Warning! Unsecured Credit Card Accounts. No Credit Checks. Guaranteed Approvals

Warning before you even consider using companies that offer unsecured lines of credit with no credit check and guranteed approval to boost your credit scores consider this….

Go to Ripoffreport.com and search their system by the company name you are considering using. You may blown away by the shear number of consumers having issues with these type of companies. I know I was , and thats why I posted this within minutes after I saw an offer myself, did a little research and was completely blown away by the number of consumers being ripped off and left high and dry by these type of companies.

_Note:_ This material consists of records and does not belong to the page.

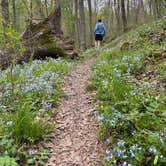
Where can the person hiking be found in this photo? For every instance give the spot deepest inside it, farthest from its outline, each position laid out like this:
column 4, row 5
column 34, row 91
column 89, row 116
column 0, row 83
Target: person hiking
column 99, row 31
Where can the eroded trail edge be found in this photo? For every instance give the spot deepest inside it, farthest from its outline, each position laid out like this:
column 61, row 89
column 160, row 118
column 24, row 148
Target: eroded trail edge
column 75, row 142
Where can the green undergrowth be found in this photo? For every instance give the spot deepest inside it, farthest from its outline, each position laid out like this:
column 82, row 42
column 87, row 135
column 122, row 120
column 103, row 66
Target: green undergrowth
column 26, row 103
column 130, row 82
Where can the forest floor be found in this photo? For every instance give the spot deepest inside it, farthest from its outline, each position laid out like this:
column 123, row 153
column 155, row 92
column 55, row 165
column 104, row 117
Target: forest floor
column 75, row 140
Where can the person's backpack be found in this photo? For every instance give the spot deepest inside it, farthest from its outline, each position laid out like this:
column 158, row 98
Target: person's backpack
column 100, row 29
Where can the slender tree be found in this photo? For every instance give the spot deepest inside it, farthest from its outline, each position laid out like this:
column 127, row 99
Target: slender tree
column 82, row 25
column 57, row 9
column 90, row 22
column 5, row 12
column 77, row 35
column 14, row 13
column 123, row 13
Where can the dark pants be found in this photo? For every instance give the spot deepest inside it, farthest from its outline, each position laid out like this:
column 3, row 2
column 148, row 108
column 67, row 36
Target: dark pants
column 98, row 37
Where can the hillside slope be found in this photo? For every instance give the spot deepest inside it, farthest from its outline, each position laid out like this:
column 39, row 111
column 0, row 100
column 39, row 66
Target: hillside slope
column 130, row 80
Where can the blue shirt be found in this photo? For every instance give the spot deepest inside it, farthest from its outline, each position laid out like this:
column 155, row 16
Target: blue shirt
column 99, row 28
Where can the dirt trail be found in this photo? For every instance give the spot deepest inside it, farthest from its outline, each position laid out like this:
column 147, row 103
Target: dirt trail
column 75, row 142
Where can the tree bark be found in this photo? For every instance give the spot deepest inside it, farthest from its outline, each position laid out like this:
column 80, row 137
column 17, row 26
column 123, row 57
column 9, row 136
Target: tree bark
column 57, row 20
column 90, row 22
column 77, row 36
column 123, row 13
column 82, row 25
column 14, row 13
column 141, row 12
column 5, row 12
column 40, row 41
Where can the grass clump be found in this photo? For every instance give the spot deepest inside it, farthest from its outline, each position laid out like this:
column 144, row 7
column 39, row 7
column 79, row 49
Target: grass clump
column 25, row 111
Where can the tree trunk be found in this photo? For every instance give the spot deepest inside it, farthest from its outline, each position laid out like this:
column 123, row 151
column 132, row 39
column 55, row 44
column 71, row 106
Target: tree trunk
column 90, row 22
column 40, row 41
column 57, row 20
column 77, row 36
column 117, row 13
column 141, row 12
column 123, row 13
column 82, row 25
column 5, row 12
column 14, row 13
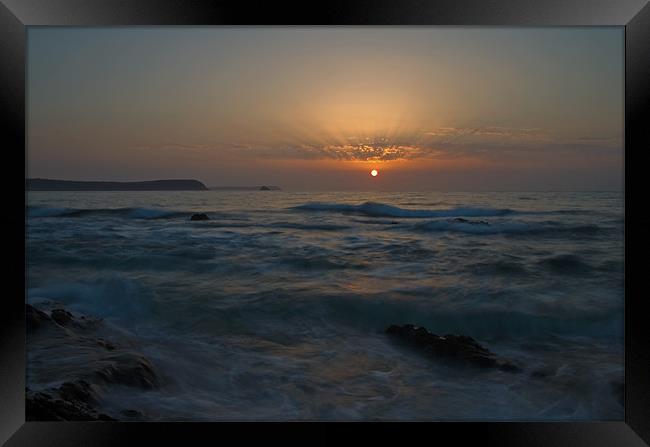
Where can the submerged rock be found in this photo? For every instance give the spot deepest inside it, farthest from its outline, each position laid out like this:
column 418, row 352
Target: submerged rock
column 35, row 318
column 128, row 368
column 454, row 347
column 73, row 350
column 72, row 401
column 472, row 222
column 61, row 316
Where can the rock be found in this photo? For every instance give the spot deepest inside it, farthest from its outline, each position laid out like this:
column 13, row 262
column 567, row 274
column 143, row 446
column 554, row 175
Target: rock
column 70, row 402
column 618, row 388
column 472, row 222
column 61, row 316
column 459, row 348
column 129, row 369
column 35, row 318
column 106, row 344
column 77, row 391
column 132, row 413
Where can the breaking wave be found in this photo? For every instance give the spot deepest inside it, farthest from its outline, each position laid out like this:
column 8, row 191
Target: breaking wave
column 375, row 209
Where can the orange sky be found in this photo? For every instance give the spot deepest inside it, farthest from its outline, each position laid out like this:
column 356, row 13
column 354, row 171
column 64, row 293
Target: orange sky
column 318, row 108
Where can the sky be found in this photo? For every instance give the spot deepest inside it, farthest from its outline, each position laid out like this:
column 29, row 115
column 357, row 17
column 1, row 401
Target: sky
column 430, row 108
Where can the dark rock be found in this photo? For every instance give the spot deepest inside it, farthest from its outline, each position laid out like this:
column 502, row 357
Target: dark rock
column 106, row 344
column 459, row 348
column 541, row 373
column 132, row 413
column 473, row 222
column 129, row 369
column 618, row 388
column 43, row 407
column 35, row 318
column 77, row 391
column 61, row 316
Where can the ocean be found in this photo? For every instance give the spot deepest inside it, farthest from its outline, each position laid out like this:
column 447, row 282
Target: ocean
column 276, row 307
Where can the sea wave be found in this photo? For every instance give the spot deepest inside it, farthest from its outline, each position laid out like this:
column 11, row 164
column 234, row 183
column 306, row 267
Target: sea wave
column 133, row 213
column 376, row 209
column 508, row 227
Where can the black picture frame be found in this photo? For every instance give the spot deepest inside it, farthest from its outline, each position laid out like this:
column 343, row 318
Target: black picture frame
column 17, row 15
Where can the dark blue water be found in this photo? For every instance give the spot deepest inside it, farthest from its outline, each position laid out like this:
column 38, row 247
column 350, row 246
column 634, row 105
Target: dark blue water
column 275, row 307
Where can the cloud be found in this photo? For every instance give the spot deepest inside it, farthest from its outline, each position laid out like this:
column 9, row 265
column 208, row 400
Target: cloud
column 439, row 143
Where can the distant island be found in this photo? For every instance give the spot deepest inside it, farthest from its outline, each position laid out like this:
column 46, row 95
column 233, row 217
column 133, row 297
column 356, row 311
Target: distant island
column 39, row 184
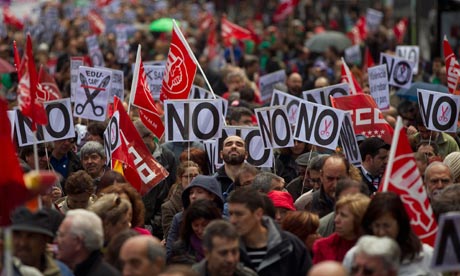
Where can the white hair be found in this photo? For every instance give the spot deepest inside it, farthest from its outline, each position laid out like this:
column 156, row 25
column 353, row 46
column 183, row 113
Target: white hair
column 88, row 226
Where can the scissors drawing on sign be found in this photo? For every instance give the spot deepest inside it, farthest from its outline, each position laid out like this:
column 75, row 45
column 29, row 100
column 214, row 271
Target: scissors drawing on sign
column 443, row 117
column 325, row 131
column 97, row 109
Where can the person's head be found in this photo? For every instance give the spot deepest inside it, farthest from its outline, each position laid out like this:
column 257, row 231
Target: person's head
column 142, row 256
column 304, row 225
column 233, row 150
column 203, row 187
column 283, row 203
column 452, row 160
column 115, row 213
column 79, row 188
column 31, row 232
column 294, row 84
column 93, row 158
column 186, row 172
column 374, row 153
column 349, row 211
column 196, row 217
column 240, row 116
column 437, row 177
column 246, row 209
column 376, row 256
column 78, row 236
column 335, row 167
column 386, row 216
column 245, row 175
column 126, row 191
column 266, row 181
column 221, row 247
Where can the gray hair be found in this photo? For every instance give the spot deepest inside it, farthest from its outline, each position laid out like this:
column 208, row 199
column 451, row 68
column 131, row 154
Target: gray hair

These type of companies offer $3,000 or even $7,000-$10,000 unsecured credit lines guranteed approval. They claim to report to the credit bureaus each month to help raise your credit scores.

Complaints like the following posted at ripoffreport.com are not uncommon at all….

 ”I was online applied for a credit card which they made me believe that it was a visa. they didnt tell me it was an online card. they keep taking out money out of my account. i am unable to e-mail them. call them or anything. all i know is this company should be ashamed of them selves taking peoples money. they have not sent the card. they have taking a total of $250.00 from me.”

Bottom line is do your homework. I know the mere thought of instant credit lines to help boost your credit scores can be irresistable. But there are other ways to accomplish the same task for a fraction of the costs and with no headaches or worries that someone or some company has your personal information or will milk your account for every cent it has.